El Santo Evangelio de este Domingo (XXV del Tiempo Ordinario; Ciclo A: Mt 20, 1-16) compara el Reino de los Cielos con un padre de familia que, a distintas horas del día, contrató a obreros para trabajar en su viña. Al final de la jornada pagó a todos la misma cantidad que había acordado con ellos, con independencia del tiempo que hubieran trabajado.
Además de la de hoy, son varias las parábolas del Evangelio en la que se utiliza como elemento de comparación una viña: la de los dos hijos enviados a trabajar (Mt 21, 28-32) y la de los viñadores homicidas (Mt 21, 33-46).

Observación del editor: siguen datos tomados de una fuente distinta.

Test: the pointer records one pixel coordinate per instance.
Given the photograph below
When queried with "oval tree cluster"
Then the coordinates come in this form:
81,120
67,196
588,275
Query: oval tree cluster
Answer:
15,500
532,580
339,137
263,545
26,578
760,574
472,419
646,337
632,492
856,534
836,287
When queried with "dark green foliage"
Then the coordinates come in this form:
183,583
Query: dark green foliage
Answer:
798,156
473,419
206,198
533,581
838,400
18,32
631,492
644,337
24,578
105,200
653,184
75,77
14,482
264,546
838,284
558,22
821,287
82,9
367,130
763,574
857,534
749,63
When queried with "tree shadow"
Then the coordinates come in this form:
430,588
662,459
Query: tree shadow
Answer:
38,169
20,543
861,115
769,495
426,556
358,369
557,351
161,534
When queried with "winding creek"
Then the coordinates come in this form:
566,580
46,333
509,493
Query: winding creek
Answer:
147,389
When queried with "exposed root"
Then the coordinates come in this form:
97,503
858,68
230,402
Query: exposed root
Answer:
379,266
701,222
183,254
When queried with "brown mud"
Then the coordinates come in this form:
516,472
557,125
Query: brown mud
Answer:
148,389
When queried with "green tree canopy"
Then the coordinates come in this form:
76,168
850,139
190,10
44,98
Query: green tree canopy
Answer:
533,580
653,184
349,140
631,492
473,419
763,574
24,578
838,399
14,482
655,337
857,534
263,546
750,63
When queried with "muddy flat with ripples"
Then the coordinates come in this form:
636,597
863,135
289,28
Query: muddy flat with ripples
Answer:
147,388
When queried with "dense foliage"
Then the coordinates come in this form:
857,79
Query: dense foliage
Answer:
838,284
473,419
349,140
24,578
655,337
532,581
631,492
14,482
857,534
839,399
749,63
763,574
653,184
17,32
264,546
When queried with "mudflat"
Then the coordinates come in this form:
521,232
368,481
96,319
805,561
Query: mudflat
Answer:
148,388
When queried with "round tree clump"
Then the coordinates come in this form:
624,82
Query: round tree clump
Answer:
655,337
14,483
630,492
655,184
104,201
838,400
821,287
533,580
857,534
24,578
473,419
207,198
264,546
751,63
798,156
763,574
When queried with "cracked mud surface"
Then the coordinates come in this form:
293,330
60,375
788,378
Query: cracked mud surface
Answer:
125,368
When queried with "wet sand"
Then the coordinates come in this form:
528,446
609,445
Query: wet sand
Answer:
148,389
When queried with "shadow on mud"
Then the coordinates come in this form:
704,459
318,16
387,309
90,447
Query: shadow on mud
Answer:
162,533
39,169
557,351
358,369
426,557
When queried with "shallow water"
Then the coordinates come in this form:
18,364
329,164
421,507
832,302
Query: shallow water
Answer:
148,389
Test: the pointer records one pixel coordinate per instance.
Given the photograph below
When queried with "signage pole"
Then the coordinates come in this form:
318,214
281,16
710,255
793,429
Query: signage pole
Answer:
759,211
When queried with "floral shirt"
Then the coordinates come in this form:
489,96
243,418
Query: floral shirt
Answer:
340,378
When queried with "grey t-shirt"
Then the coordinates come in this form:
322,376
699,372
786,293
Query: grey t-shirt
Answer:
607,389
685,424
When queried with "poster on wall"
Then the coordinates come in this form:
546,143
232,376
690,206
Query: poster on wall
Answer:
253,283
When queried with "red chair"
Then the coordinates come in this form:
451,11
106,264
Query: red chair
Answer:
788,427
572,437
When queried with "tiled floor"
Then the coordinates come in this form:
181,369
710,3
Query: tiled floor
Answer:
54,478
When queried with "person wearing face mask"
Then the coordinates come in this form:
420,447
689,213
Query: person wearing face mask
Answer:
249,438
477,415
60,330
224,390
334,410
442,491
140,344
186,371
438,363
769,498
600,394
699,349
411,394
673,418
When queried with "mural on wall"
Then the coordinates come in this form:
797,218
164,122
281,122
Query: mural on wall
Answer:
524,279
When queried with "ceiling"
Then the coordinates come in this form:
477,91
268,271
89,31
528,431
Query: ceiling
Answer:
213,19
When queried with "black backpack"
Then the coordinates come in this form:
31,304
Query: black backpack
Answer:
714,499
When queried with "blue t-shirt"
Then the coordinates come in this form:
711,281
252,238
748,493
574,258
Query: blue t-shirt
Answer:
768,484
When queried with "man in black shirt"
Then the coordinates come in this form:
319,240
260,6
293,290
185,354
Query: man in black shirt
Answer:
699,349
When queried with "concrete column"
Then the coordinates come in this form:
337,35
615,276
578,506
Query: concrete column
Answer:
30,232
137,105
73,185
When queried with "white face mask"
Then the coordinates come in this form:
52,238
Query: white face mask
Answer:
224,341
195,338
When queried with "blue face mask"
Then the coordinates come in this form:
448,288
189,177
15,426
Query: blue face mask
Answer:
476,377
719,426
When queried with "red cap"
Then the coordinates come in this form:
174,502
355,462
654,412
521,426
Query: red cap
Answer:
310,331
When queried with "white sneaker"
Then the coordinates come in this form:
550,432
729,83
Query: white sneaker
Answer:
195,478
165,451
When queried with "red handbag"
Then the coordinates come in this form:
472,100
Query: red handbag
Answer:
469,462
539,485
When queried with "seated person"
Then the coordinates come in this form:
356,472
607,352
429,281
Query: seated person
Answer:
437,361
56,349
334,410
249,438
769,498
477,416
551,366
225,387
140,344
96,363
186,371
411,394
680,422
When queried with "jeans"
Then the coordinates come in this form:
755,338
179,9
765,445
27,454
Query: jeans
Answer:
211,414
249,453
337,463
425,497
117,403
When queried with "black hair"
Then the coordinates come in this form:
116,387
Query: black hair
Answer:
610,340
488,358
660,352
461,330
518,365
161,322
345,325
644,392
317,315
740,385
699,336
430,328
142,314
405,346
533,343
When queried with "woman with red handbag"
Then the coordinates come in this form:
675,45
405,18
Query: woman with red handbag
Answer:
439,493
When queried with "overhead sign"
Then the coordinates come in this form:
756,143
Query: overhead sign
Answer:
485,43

Las tres pertenecen a lo que se llaman parábolas históricas porque ilustran un episodio de la historia sagrada mediante la presentación del Reino de los cielos bajo la imagen de una viña. Pero reciben también el nombre de parábolas de la reprobación porque la imagen de la viña sirve para expresar la predilección de Dios por Israel y la mala correspondencia de este pueblo, la infidelidad de los judíos a su vocación y la elección por parte de Dios de un nuevo pueblo que será la Iglesia.
Dios hizo depositario de la promesa de salvación mesiánica al pueblo elegido mediante una Alianza, cuyos compromisos los judíos no cumplieron a lo largo de muchos siglos, a pesar de las continuas invitaciones que Dios les hizo a través de los profetas. La parte leal y noble de Israel rogó, sufrió y perseveró en medio de las circunstancias más difíciles. Y Dios cumplió todos sus compromisos: sensible, según su promesa, a las súplicas constantes de este pueblo, el Señor le envía el Mesías, conforme a la imagen trazada en sus menores detalles por las predicciones de los Profetas. Pero los herederos de la promesa histórica le van a dar muerte de cruz. La muerte de Jesús supone la reprobación de Israel como pueblo elegido de la que da fe la destrucción de Jerusalén el año 70: «Así, los últimos serán primeros, y los primeros, últimos» (Mt 20, 16) «Por eso os digo que se os quitará a vosotros el reino de los cielos, y se dará a un pueblo que produzca sus frutos» (Mt 21, 43) (Cfr. Salvador Muñoz Iglesias, Año Litúrgico, ciclo A, Domingo XXVII del Tiempo Ordinario).
La interpretación histórica de la parábola de los viñadores no impide que nosotros hoy la apliquemos a nuestra propia vida cristiana.
I. La principal enseñanza que se nos da en esta parábola es que Dios actúa con la más completa libertad en el reparto de sus gracias.
Tiene un amor de predilección por algunas almas que le lleva a usar de mayor bondad y misericordia con unos, sin dejar de usarla con otros. Él distribuye las predilecciones de su amor a quien quiere, como quiere y cuando quiere, sin que a nadie hagan agravio estas preferencias de su amor divino: «¿Es que no tengo libertad para hacer lo que quiera en mis asuntos? ¿O vas a tener tú envidia porque yo soy bueno?».
Agradezcamos pues a Dios las preferencias que ha tenido por nosotros desde que nos eligió el día que vinimos a la existencia y recibimos el santo Bautismo. Pero no olvidemos que en el Juicio tendremos que darle cuenta de los beneficios y gracias que nos ha concedido.
II. Ahora bien, esta enseñanza debe completarse con otra que también se contiene en la parábola.
Todos recibieron la misma paga, los primeros y los últimos; de la misma manera que todo cristiano que muere en gracia de Dios entra en el cielo. Ahora bien, no podemos sacar de esto la consecuencia de es indiferente cómo hayamos vivido. En el cielo, como dijo el mismo Jesús, hay diferentes moradas. Por eso, al lado de la gracia hay que hablar del mérito, es decir del derecho a un premio sobrenatural como resultado de una obra sobrenaturalmente buena, hecha libremente por amor de Dios, y de una promesa divina que es la garantía del mismo.
La parábola nos enseña que nuestro mérito no se funda en nuestras obras en sí, sino en la unión de esas obras con los méritos infinitos de Jesucristo y con la promesa divina de darnos por ellas un premio sobrenatural: lo que llamamos el Cielo. Poco valen, en efecto nuestras obras, pero, en eso radica la grandeza de la vida cristiana: ayudados de la divina gracia, somos capaces de practicar unas obras que, unidas a los méritos de Jesucristo, llevan unida la promesa de un gran premio que confiamos alcanzar. Ese es precisamente el objeto de la virtud teologal de la Esperanza.
Trabajemos pues en esta vida para que nuestra gloria sea grande en el Cielo. Oremos con fervor, que la oración atrae la gracia de Dios. Y así, en el Cielo, estaremos más cerca de la Virgen María y de la Santísima Trinidad.